A ser levada a medida de cortar nas deduções para efeitos de saúde, um doente de magros ou remediados cabedais de vencimento ou esquálida reforma que, porventura, tenha uma gripe ao atingir o referido tecto terá que deitar contas à vida e pedir a Deus para que uma possível pneumonia não lhe bata à porta na pior altura. Ou, nessa infelicidade, empenhar os anéis para ficar com os dedos, ou mesmo sem os anéis e os dedos, como se a própria vida 'não fosse o último hábito que se quer perder porque é o primeiro que se toma", como escreveu Alexandre Dumas Filho'.
(...) Ir buscar umas migalhas no cotão de certos bolsos que a actual crise virou do avesso e não em ordenados escandalosos, sinecuras principescas e chorudas contas bancárias é o mesmo, como nos ensina a sabedoria popular, que "poupar no farelo para gastar na farinha", promovendo o desaparecimento de uma classe média com reformas que se degradam de ano para ano, necessitadas, como tal, de cuidados fiscais intensivos que lhes transmita e à economia portuguesa um novo e desejável alento para sair do pântano em que se encontram mergulhadas.
Num abreviar de razões, a solução deve ser procurada numa ainda mais apertada malha que taxe o cidadão com sinais exteriores de riqueza de quem "cabritos vende e cabras não tem", segundo os seus reais rendimentos e haveres e não sobre aquilo que ele dolosamente possa declarar serem os seus hipotéticos rendimentos e haveres. A isto, sim, chamar-se-ia, com toda a propriedade, justiça fiscal!"

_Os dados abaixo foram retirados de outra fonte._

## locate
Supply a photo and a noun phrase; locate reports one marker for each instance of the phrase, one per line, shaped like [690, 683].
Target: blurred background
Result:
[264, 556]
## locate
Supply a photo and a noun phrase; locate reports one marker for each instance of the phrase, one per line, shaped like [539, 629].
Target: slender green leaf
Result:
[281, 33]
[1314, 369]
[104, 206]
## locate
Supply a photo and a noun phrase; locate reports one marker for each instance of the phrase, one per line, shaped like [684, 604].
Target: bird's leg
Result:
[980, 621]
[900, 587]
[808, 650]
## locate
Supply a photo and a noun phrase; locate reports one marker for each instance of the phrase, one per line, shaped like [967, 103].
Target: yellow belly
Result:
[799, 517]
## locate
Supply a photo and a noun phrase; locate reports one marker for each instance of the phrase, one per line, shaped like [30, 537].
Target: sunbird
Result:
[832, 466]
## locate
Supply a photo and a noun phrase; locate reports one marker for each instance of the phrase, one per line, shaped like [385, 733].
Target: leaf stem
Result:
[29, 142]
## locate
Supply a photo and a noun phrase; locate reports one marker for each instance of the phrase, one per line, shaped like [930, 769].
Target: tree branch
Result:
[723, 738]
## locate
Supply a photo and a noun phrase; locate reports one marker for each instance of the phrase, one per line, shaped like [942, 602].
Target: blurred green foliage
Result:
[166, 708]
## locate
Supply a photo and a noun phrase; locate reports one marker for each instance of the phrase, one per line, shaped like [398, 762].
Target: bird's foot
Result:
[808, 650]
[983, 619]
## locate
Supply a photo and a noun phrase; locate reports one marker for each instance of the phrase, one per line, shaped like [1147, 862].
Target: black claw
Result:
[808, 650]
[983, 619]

Pelas razões atrás expostas, nunca, por nunca, baixar o tecto das despesas dos velhos reformados da classe média com a saúde para um terço do montante actual!
3 comentários:
De acordo com a lei da natureza, os mais fracos fenecem e os mais fortes permanecem. Também foi assim para nós. Mas parece que depois evoluímos e tornámo-nos civilizados. E uma sociedade civilizada distingue-se da ordem natural, entre outras coisas, pela proteção dos mais fracos. Temos garantidamente todos os motivos para seriamente nos preocuparmos com os mais vulneráveis, porque o estado já não existe para nos proteger, mas para nos f...!!!
HR
"O pequeno deus do mundo não mudou,/Desde o dia primeiro mui singular ficou./Viveria melhor se não fosse enganado/ Pelo lampejo de luz com que o haveis dotado;/ Razão lhe chama, e serve-lhe afinal/ Para ser mais bicho que qualquer animal." (diz Mefistóteles...)
HR
Limitei-me a factos relativos a questões de saúde. Ou melhor de doença! Como escreveu Bernardim Ribeiro: "Todas as minhas queixas/Se me puseram diante".
Unicamente, omiti (revendo o meu "post", disso me apercebi: "mea culpa"...)o exemplo de igual violência para todos aqueles a que a doença bate à porta e que não escolhe idades tornando de igual descaro a diminuição do tecto com despesas de saúde para um terço em verdadeiro atentado para com a justiça fiscal!